En ese deambular de tiempos y espacios siempre se llega al mismo lugar: el barrio, cualquiera que este sea, sin importar la ciudad. Así lo enuncia el poeta: «Me basta un pregón de timbales / Mi nostalgia se enreda a la sombra de mis primeros pasos / atrás de mí queda un barrio a oscuras / miro correr a la gente / darse golpes / saludar con esos modos que en la escuela llaman vulgares / admiro esa forma nada sutil de apodar a los amigos / atrás de mí tengo retazos de una infancia que se rasgó los ojos / que tuvo en los asombros su disfraz / una infancia que se quedó esperando otra canción en la rokola de la esquina».

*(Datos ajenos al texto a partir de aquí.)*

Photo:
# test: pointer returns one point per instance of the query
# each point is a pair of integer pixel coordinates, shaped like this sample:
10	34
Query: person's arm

La voz del barrio, el habla de la calle, el giro idiomático de la esquina están presentes en la obra de Fernando Nieto Cadena, pero no solo allí. La búsqueda de un lenguaje propio también lo siguieron sus compinches asiduos al Montreal. Ellos, los ‘sicoseadores’, crearon un «identi-kit» cuyo objetivo era:

Representar-testimoniar-clarificar esa vida ordinaria y común de lo mejor de nuestra sociedad. No nos referimos a la crema y nata de los celestinajes sociales; nos referimos a eso que un tanto peyorativamente los providencialistas llaman pueblo.

Así reza la presentación del primer (y único) número de la revista Sicoseo, que apareció en abril de 1977 y tuvo como «consejo de redacción» a Héctor Alvarado, Fernando Artieda, Fernando Balseca, Willington Paredes, León Ricaurte, Hugo Salazar Tamariz, Guillermo Tenén, Edwin Ulloa, Raúl Vallejo, Jorge Velasco, Gaitán Villavicencio, Solón Villavicencio y por supuesto, al alma y cabeza del grupo: Fernando Nieto Cadena, el poeta guayaquileño que recordaremos siempre.